Cumhurbaşkanı Recep Tayyip Erdoğan, “Kısa vadede katılım finansın bankacılık varlıkları içindeki payını yüzde 15’e taşımayı hedefliyoruz.” dedi.
Doğu batı arasında tarih boyunca ticari ve beşeri köprü vazifesi üstlenen Türkiye finansal Piyasalar arasında da aynı rolü oynamaya başladı. Geçen sene hizmete açtığımız İstanbul Finans Merkezi bu çabalarımızın ve vizyonumuzun adeta bir sembolü oldu. İstanbul’un Finans ve İslami Finans alanında büyük bir potansiyele sahip olduğunu uluslararası yatırımcılar da tasdik ediyor.

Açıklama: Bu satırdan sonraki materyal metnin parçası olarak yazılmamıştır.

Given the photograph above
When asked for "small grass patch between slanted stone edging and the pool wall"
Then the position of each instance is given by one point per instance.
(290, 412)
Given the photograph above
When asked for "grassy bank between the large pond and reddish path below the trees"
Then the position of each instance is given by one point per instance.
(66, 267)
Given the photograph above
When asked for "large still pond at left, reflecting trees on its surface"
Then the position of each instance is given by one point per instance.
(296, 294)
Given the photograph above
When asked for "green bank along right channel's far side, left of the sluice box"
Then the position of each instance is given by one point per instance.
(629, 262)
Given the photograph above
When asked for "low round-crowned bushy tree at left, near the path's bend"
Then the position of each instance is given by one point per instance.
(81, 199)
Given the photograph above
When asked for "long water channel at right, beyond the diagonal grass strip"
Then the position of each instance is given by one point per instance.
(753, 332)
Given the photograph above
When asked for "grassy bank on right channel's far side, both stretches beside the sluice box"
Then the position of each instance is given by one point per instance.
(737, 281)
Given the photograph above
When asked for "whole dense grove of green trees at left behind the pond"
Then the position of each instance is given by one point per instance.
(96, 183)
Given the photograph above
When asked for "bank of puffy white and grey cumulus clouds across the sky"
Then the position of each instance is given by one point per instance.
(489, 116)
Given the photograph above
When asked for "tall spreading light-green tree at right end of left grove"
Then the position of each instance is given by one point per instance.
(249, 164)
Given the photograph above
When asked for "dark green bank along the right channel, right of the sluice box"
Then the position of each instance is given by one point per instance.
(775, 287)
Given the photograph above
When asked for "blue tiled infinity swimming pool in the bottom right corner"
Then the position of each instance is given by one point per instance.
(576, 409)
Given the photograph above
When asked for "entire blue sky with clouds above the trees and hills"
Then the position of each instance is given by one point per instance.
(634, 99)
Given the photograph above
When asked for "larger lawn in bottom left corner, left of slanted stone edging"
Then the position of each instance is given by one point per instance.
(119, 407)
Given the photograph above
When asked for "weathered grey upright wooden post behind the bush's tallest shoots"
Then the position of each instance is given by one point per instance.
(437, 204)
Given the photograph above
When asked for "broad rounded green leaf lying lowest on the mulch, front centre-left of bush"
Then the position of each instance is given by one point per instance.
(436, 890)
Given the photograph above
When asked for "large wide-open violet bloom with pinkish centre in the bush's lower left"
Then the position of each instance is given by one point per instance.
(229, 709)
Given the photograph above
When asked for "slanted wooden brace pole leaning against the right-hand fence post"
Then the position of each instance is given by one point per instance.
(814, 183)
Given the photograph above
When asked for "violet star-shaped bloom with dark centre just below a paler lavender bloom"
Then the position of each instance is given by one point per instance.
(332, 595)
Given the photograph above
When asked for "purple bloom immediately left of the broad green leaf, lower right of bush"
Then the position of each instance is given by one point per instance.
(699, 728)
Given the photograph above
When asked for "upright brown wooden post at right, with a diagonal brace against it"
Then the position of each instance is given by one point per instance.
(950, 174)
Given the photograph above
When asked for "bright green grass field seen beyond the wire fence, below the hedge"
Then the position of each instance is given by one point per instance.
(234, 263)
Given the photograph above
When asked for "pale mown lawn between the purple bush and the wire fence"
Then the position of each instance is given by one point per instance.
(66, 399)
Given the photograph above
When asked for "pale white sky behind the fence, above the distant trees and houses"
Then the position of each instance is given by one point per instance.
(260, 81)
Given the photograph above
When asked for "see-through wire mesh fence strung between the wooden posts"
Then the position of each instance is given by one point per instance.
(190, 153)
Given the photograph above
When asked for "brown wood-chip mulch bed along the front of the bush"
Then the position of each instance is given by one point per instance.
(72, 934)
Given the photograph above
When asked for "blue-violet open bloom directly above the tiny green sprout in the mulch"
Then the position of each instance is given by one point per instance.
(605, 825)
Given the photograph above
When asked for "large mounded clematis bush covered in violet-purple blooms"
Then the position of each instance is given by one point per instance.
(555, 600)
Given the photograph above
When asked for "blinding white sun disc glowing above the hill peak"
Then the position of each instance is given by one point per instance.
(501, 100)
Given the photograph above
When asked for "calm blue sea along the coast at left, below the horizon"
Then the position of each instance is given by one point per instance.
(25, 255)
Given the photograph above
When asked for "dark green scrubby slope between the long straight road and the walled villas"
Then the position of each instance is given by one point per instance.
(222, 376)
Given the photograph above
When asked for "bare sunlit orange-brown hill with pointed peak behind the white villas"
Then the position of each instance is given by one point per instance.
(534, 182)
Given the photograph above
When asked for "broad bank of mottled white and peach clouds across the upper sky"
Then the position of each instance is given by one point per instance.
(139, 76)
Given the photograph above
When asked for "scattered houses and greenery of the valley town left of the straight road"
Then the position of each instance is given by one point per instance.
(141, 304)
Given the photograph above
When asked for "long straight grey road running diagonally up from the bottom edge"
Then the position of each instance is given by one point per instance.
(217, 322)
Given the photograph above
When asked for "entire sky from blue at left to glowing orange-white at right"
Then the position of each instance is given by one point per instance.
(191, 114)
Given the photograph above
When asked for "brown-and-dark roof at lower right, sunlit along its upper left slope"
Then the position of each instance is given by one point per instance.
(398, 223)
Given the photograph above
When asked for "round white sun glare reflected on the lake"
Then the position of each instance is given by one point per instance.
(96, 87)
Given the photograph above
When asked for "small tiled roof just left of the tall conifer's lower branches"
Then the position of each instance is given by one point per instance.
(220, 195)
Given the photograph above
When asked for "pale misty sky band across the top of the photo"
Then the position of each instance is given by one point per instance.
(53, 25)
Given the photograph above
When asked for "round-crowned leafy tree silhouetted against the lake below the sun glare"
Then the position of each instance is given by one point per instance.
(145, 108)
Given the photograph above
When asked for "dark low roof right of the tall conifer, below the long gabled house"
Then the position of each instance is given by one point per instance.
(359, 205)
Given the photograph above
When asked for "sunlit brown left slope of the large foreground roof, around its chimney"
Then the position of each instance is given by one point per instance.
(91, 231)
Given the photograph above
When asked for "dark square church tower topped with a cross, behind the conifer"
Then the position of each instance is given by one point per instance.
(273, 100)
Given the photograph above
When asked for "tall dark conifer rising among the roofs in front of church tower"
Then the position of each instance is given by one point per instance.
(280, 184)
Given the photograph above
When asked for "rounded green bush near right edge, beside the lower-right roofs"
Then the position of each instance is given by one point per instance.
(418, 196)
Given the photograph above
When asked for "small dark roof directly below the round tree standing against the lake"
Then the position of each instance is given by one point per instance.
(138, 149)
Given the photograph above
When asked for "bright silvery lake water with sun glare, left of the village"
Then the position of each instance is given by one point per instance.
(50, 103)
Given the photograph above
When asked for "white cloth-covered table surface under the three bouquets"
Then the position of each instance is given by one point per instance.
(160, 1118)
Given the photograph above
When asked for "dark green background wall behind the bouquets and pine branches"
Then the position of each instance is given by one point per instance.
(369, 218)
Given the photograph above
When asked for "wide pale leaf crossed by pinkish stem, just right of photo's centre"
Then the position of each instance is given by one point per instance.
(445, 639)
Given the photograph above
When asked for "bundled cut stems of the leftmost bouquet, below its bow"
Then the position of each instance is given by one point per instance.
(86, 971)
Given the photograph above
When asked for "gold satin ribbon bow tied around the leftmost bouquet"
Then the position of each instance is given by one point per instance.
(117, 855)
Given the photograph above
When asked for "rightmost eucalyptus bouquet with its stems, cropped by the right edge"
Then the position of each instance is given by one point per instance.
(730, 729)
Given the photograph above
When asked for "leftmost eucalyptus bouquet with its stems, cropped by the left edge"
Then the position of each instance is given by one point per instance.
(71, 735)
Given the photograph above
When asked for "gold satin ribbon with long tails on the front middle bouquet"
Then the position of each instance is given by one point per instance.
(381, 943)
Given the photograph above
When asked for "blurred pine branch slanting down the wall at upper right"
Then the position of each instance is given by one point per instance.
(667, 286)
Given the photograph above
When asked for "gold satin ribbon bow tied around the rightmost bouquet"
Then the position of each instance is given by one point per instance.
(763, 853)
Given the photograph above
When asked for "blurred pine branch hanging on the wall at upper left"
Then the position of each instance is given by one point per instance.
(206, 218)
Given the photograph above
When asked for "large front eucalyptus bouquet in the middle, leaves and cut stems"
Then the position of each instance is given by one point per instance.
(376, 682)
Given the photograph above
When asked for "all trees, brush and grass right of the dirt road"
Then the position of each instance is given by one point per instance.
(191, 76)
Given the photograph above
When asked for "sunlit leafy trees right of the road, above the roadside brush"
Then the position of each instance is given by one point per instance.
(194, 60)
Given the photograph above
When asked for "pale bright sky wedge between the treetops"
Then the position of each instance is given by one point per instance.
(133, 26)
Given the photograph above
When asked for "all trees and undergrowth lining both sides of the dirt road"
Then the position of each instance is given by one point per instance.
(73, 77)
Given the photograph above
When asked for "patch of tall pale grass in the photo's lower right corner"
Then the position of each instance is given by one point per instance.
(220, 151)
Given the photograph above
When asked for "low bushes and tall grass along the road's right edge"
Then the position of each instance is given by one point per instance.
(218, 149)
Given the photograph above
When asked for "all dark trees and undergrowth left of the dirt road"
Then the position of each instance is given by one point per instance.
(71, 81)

Zirvenin İslami ekonomi sisteminin temel taşı olarak İslami finansın etik standartlarının daha iyi anlaşılmasına vesile olacağını düşünüyorum. Bunun yanında Global ölçekte İslam ekonomisine yönelik hizmet ve ürün pazarları keşfedilmesine zirvenin yardımcı olacağı kanaatindeyim zirvenin şimdiden hayırlara vesile olmasını temenni ediyorum.
Koronavirüs salgınının yol açtığı tahribatın enkazı kaldırılmadan Rusya Ukrayna Savaşı patlak vermiş, bunu 7 Ekim’de Gazze krizi izlemiştir. İsrail’in yaklaşık 8 aydır tüm insanlığın gözü önünde Gazze’de işlediği toplu katliamlar küresel düzenin acziyetini gözler önüne sermiş, mevcut kurumlara olan güveni sarsmıştır. Birleşmiş Milletler Güvenlik Konseyi başta olmak üzere dünyada nizamı sağlamakla mükellef yapıların adaletsiz ve karakteri bir kez daha ortaya çıkmıştır. Açıkça ifade etmek gerekirse, şu an dünyada Mazlumu koruyacak zalimi durduracak zulmün önüne geçecek bir kurumsal mekanizma yoktur.
Dünya 5’ten büyüktür. Tespitim sistemin değişmesine olan acil ihtiyacı göstermektedir. Rusya Ukrayna Savaşı ve Gazze soykırımı ile artık bu kaçınılmaz bir hal almıştır.
Afrika’da onca yeraltı kaynağına rağmen insanlar açlıktan ölüyorsa Suriye’de Sudan’da Yemen’de kan akmaya devam ediyorsa, Gazze’de 35600 masum insan acımasızca katlediliyorsa kimse kendini emniyette hissedemez. Gece Başını yastığa rahat koyamaz. Adaletin olmadığı yerde huzur ve barış olmaz. Güvenliğin olmadığı yerde demokrasi ve özgürlük olmaz.
Daha dengeli daha adilane daha kuşatıcı bir sistemin ihdası için hep beraber el ele vermeliyiz. Küresel finansal mimarinin varlık gayesi, aslında üretim ve refah artışına katkı yapmak olmalıdır. Üretimi, istihdamı ve değer üretimini desteklemek olan finansal sistem artık reel sektörden bağımsız ve reel sektörü sömüren bir yapıya dönüşmüştür. Sistem gelir ve servet adaletsizliklerini besleyerek yapay büyümeye yol açarak az gelişmiş ve gelişmekte olan ekonomiler üzerinde aşırı baskı oluşturuyor. 2008 krizinden sonra borca ve faize dayalı finansal mimari krizi doğuran sebepleri ortadan kaldırmaya dönük gerekli adımları atmadı.
Uluslararası Finans Enstitüsü verilerine göre küresel borçluluk 2024 yılı ilk çeyreğinde rekor tazeleyerek 315 trilyon dolar seviyesine ulaştı.
İslam iktisadı Ekonomik büyüme ve kalkınmanın yanı sıra adalet, ahlak , sürdürülebilirlik, sosyal refahı ve çevreyi de gözetmektedir.
Kısa vadede katılım finansın bankacılık varlıkları içindeki payını % 155’e taşımayı hedefliyoruz. Bu hedef doğrultusunda son yıllarda İstanbul Finans merkezinin açılışı ve yeni katılım finans kuruluşlarının hizmete başlaması gibi pek çok kritik adım attık.
Son 21 yılda Türk ekonomisine tarihi başarılar yaşatmış bir hükümet olarak katılım Finans alanında ülkemizi hak ettiği yere getireceğiz. Özellikle Asya, Avrupa ve Afrika’nın tam kalbinde yer alan İstanbul’u küresel Finans ve katılım Finans merkezlerinden biri yapacağız. Burada bulunan kardeşlerimiz çok iyi biliyor ki, Türkiye’ye güvenen hiç kimse pişman olmadı.